Posted Nov 10, 2011 2:49 UTC (Thu) by josh (subscriber, #17465) [Link]

This seems like the kind of thing better implemented as a GCC plugin, specific to whatever transactional system the user wants to use.

Transactional memory for GCC 4.7.0

Posted Nov 10, 2011 15:53 UTC (Thu) by tvld (guest, #59052) [Link]

I don't think so. Having several sets of language-level constructs for transactions does not seem to be useful. If you want to just change to a different implementation of these transactions, you can already do so by using another library instead of libitm.

If you're thinking about interfacing with other transactional systems (so, for other resources besides the application's address space), then you should look at the transaction_wrap function attribute, with which you can declare transactional wrappers for functions (e.g., library functions). However, this isn't yet part of any specification.

Transactional memory for GCC 4.7.0

Posted Nov 10, 2011 4:31 UTC (Thu) by quotemstr (subscriber, #45331) [Link]

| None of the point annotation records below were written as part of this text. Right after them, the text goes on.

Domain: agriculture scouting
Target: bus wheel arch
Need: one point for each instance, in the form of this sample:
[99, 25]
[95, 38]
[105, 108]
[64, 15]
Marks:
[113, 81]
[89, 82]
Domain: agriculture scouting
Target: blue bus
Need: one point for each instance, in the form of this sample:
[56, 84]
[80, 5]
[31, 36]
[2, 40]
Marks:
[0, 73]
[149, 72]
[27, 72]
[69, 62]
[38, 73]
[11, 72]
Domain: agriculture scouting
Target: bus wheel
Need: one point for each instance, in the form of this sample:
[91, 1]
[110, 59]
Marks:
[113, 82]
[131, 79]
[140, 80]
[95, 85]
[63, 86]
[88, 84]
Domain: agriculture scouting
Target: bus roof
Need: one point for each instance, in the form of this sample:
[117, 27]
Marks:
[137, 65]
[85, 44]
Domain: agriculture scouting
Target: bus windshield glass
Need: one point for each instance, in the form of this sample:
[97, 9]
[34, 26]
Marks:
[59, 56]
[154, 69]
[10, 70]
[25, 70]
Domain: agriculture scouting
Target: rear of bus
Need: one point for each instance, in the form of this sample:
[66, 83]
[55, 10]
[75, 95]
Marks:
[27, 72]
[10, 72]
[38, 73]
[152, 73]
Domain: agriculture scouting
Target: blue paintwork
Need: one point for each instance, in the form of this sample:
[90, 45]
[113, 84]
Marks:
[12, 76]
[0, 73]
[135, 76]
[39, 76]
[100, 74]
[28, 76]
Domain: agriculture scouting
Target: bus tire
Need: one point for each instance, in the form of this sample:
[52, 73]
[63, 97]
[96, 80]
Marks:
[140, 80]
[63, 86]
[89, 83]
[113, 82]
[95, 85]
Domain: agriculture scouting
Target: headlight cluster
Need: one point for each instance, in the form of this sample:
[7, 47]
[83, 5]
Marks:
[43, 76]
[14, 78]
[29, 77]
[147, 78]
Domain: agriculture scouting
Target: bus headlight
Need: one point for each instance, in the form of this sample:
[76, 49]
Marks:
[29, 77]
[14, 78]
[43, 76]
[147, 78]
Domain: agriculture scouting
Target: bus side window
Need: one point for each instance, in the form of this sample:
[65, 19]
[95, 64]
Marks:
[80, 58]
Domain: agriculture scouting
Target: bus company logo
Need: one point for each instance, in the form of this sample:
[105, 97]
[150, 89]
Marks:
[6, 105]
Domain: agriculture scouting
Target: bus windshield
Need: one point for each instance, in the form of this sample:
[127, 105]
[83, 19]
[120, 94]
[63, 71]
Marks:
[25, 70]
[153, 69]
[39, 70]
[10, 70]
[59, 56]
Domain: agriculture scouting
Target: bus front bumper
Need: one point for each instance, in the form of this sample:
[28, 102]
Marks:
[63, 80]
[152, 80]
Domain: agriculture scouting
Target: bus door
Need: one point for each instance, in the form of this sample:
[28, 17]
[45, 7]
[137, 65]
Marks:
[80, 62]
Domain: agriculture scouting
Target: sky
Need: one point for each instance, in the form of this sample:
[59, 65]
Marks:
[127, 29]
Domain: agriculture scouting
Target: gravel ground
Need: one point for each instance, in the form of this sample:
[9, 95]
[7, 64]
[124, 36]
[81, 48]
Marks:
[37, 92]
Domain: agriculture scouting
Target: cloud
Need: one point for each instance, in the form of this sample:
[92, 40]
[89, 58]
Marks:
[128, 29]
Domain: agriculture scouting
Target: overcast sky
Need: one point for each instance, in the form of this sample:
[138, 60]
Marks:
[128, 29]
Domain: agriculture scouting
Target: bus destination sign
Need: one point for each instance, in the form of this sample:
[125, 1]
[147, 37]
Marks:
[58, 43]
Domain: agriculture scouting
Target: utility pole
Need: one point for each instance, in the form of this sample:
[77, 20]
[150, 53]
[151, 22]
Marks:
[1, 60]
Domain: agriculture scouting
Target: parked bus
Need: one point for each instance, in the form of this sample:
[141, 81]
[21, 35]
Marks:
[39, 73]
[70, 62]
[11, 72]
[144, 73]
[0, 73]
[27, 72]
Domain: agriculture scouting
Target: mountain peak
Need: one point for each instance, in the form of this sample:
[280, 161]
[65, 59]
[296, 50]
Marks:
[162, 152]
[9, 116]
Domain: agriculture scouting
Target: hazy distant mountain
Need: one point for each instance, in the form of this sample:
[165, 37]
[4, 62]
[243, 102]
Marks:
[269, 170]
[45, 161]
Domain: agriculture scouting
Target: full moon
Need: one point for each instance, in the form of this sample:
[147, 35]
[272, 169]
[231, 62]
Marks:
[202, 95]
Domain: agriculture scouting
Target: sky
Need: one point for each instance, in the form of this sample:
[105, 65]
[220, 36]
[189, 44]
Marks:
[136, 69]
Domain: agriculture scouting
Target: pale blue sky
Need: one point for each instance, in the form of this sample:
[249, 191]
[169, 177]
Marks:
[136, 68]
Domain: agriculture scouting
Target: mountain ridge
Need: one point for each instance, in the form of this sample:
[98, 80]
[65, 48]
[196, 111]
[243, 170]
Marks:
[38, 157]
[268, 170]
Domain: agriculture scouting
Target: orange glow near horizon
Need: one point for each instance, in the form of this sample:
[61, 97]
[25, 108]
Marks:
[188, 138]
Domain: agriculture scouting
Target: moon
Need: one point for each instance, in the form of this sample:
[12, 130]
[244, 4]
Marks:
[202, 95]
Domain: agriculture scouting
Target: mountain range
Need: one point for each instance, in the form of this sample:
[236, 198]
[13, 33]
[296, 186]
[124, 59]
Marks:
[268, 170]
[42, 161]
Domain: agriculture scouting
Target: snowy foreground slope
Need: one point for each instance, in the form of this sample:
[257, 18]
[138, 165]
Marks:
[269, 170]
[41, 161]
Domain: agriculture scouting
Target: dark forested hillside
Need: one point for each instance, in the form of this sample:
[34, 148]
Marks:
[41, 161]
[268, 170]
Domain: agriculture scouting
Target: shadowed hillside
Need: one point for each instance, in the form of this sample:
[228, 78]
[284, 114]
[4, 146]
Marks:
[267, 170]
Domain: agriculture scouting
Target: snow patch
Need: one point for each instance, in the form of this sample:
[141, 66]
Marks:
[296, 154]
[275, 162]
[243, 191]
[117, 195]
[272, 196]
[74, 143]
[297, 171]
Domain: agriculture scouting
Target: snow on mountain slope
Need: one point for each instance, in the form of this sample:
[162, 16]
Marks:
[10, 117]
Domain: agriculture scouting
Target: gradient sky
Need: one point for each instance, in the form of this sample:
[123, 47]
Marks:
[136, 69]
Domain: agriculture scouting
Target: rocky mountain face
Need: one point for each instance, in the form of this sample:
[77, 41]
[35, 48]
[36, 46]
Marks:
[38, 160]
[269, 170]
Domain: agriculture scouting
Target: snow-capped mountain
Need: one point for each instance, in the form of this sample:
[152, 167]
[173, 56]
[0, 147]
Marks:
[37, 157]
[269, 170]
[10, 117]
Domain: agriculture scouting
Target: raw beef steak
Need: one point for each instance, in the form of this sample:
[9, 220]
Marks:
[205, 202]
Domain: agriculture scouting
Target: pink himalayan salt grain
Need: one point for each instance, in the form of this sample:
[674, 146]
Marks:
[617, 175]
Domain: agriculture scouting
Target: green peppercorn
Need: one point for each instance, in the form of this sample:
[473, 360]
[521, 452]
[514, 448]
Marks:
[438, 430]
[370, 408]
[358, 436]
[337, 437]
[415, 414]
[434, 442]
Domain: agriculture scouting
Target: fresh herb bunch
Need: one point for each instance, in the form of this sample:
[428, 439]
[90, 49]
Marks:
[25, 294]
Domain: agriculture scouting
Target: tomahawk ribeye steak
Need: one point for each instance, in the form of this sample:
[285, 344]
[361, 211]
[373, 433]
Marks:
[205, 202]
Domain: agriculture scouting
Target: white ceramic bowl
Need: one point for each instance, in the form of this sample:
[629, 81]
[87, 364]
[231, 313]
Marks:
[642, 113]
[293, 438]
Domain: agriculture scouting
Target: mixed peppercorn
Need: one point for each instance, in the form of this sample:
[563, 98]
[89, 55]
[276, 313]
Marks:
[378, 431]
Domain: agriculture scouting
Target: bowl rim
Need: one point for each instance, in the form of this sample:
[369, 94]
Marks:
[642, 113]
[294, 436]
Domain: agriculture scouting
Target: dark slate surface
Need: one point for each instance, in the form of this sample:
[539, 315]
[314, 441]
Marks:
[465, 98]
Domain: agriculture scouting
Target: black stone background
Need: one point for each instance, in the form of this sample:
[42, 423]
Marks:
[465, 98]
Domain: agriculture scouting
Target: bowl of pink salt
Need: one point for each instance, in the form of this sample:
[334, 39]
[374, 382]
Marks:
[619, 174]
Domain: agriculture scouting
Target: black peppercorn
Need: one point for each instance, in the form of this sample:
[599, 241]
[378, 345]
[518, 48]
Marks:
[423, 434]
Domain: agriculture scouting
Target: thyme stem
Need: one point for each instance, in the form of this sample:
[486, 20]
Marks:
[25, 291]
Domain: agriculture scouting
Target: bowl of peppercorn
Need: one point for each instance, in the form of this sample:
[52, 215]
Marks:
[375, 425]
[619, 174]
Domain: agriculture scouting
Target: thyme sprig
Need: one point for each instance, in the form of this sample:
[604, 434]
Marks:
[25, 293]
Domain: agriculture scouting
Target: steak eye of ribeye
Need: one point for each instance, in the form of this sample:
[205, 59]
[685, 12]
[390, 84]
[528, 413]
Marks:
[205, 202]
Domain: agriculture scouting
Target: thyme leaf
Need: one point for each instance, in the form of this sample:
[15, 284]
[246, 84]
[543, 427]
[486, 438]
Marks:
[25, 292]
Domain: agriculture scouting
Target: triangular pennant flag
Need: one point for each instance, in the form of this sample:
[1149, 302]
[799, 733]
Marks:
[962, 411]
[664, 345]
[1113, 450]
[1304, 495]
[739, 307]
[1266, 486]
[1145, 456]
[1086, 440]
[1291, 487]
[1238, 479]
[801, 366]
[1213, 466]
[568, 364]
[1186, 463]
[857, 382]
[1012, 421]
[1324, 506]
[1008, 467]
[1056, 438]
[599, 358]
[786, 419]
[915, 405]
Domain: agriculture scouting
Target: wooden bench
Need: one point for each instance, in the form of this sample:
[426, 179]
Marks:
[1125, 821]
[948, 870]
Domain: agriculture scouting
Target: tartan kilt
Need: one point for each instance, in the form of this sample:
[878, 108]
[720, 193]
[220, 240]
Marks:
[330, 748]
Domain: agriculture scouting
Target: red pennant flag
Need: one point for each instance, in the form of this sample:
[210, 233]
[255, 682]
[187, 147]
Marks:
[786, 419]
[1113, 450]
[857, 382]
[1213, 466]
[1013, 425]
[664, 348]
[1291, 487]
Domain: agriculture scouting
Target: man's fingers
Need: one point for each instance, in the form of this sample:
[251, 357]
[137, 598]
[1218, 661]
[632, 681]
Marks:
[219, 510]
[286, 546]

While transactional memory is a neat feature, the particular model being proposed here could use some simplification. Consider this paragraph:
Note: A cancel-outer statement cancels only outer atomic transactions; the restrictions above imply that a cancel-outer statement cannot be executed when the outermost atomic transaction is not an outer atomic transaction. In contrast, an unannotated cancel statement can cancel an outer atomic transaction if it is the immediately enclosing atomic transaction
Why do we need separate outermost and atomic transactions? (The outer-most transaction isn't even necessarily an outermost transaction.) Why does "throw" commit a transaction by default, necessitating the creation of a separate cancel-and-throw operator? Why is there no retry provision built into the transaction? Why do we mix lexical and dynamic scope?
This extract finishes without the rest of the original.